Title I Students Assisted By Federal Aid, New Study Reports

Title I Students Assisted By Federal Aid, New Study Reports

Students receiving federal aid are improving in math and reading, according to a new study from the Center on Education Policy.

The new report, “State Test Score Trends Through 2008-09, Part 4: Is Achievement Improving and Are Gaps Narrowing for Title I Students,” compared current trends with those reported in 2002. Examining test data of Title I students in 19 different states, there are indications that at the 4th and 8th grade, and into high school, the gap between the average test scores of students receiving aid and those not covered narrowed more often then they widened.

The participating states were Arizona, California, Colorado, Delaware, Idaho, Kansas, Kentucky, Maine, Maryland, Massachusetts, Missouri, New Hampshire, North Carolina, Pennsylvania, Rhode Island, Tennessee, Texas, Utah and Washington.

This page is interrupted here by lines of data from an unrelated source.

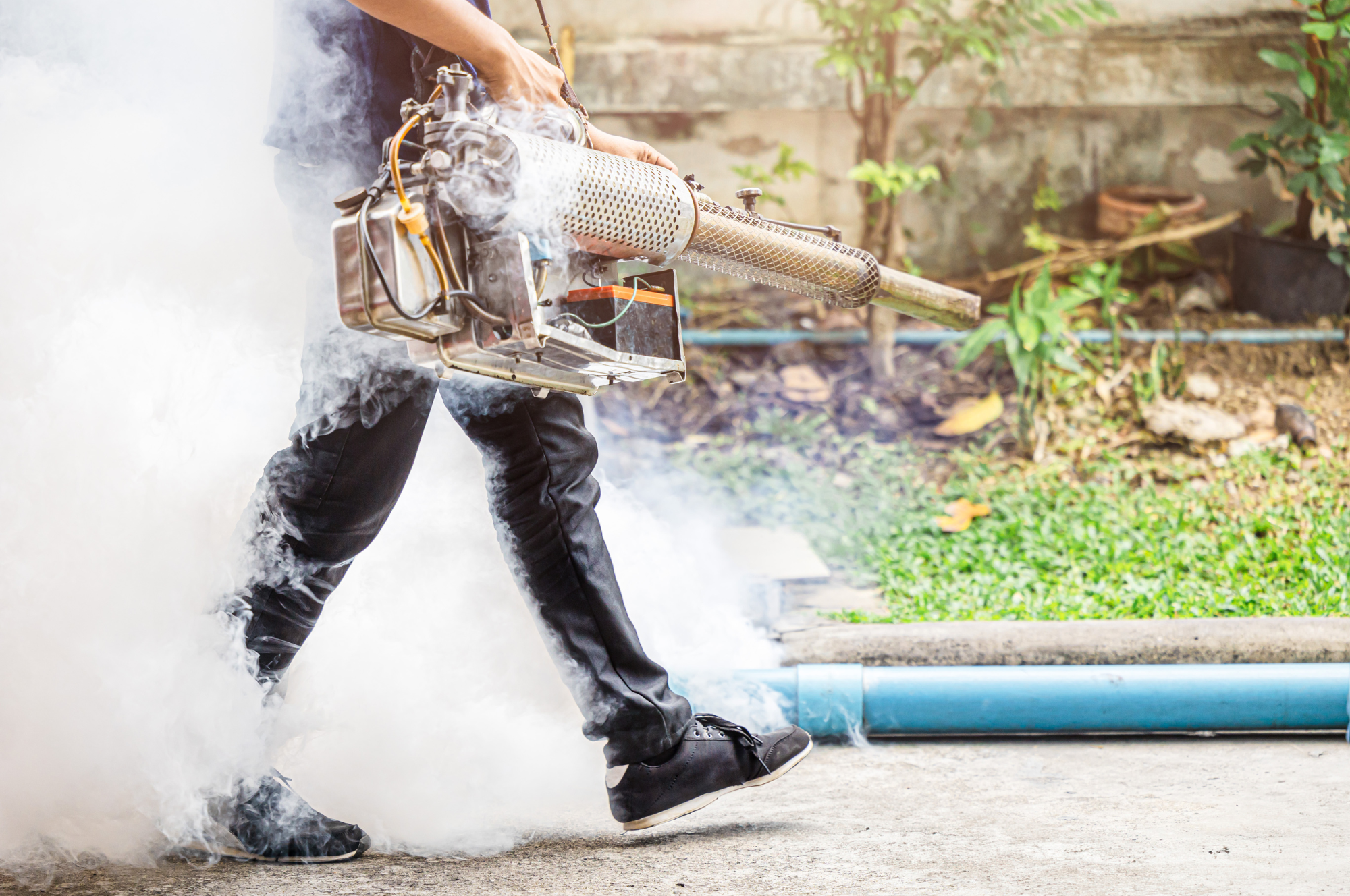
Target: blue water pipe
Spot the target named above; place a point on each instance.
(840, 698)
(939, 337)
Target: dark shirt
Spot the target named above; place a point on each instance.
(338, 79)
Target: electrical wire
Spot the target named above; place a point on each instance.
(403, 196)
(380, 271)
(614, 320)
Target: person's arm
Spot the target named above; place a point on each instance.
(508, 71)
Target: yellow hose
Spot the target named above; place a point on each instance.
(415, 218)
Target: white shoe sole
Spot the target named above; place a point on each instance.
(700, 802)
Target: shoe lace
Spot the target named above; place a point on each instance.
(738, 733)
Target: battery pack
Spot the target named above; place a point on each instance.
(638, 318)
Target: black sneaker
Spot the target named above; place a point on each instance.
(275, 825)
(716, 758)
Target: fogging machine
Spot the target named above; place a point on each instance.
(453, 252)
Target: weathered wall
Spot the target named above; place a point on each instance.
(1155, 96)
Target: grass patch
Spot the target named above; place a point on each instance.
(1264, 535)
(1259, 538)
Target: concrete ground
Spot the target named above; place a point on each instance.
(1172, 816)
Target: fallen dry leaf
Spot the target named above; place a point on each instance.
(973, 418)
(803, 384)
(961, 515)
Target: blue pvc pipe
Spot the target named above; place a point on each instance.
(939, 337)
(835, 700)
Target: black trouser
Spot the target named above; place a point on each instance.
(323, 500)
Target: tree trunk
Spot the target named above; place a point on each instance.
(878, 144)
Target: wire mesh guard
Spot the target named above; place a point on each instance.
(612, 206)
(734, 242)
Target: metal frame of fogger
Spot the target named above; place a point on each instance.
(448, 254)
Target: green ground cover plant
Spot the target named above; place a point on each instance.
(1264, 535)
(1258, 538)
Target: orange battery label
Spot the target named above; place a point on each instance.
(622, 293)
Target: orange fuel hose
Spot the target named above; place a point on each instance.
(416, 222)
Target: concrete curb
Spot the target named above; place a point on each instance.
(1108, 642)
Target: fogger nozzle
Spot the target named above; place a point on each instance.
(739, 244)
(623, 208)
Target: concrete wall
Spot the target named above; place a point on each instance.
(1155, 96)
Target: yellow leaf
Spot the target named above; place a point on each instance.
(973, 419)
(954, 524)
(963, 508)
(962, 512)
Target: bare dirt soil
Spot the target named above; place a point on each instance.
(730, 388)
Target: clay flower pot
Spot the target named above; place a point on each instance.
(1121, 208)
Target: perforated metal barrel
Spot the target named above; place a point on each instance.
(736, 244)
(632, 210)
(611, 206)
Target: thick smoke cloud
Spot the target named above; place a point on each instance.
(155, 304)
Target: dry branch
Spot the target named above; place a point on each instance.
(1098, 252)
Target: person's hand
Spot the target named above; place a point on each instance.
(628, 149)
(520, 78)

The CEP reports that gaps between the two groups of students at the 4th grade reading level narrowed in 47 percent of the states surveyed, but widened in 40 percent while showing no change in the remainder. For 4th grade math, gaps narrowed in 44 percent of states and widened in 31 percent.

According toa CEP statement:


“Students participating in Title I are by definition among the lowest achieving or attend a very poor school, so rising test scores and narrowing gaps suggest progress is being made toward the program’s goals,” said Nancy Kober, a CEP consultant and co-author of the study. “This is encouraging news at the right time, with Congress working on reauthorizing Title I.”

Title I, established under the Johnson administration as part of the 1965 Elementary and Secondary Education Act, provides federal funding for school lunches, supplies and other expenses for low performing students at poor schools or all students in schools serving high poverty rates.


According to federal Education Department estimates presented at the National Title I Association meeting in Washington last week, the number of schools providing services via Title I rose by more than 5,000, to 56,625, from 2005 to 2010, and the number of students participating in the program jumped by more than 3.4 million, to 21.25 million, during the same time. Nonwhite Hispanic students now make up the largest proportion of Title I students, nearly 36 percent, and English-language learners now account for 15.6 percent of all students in the program.

The same article reports that Title I provided $14.4 billion in grants to school districts in 2011, not counting an additional $10 billion in stimulus funding allotted between 2009 and 2011.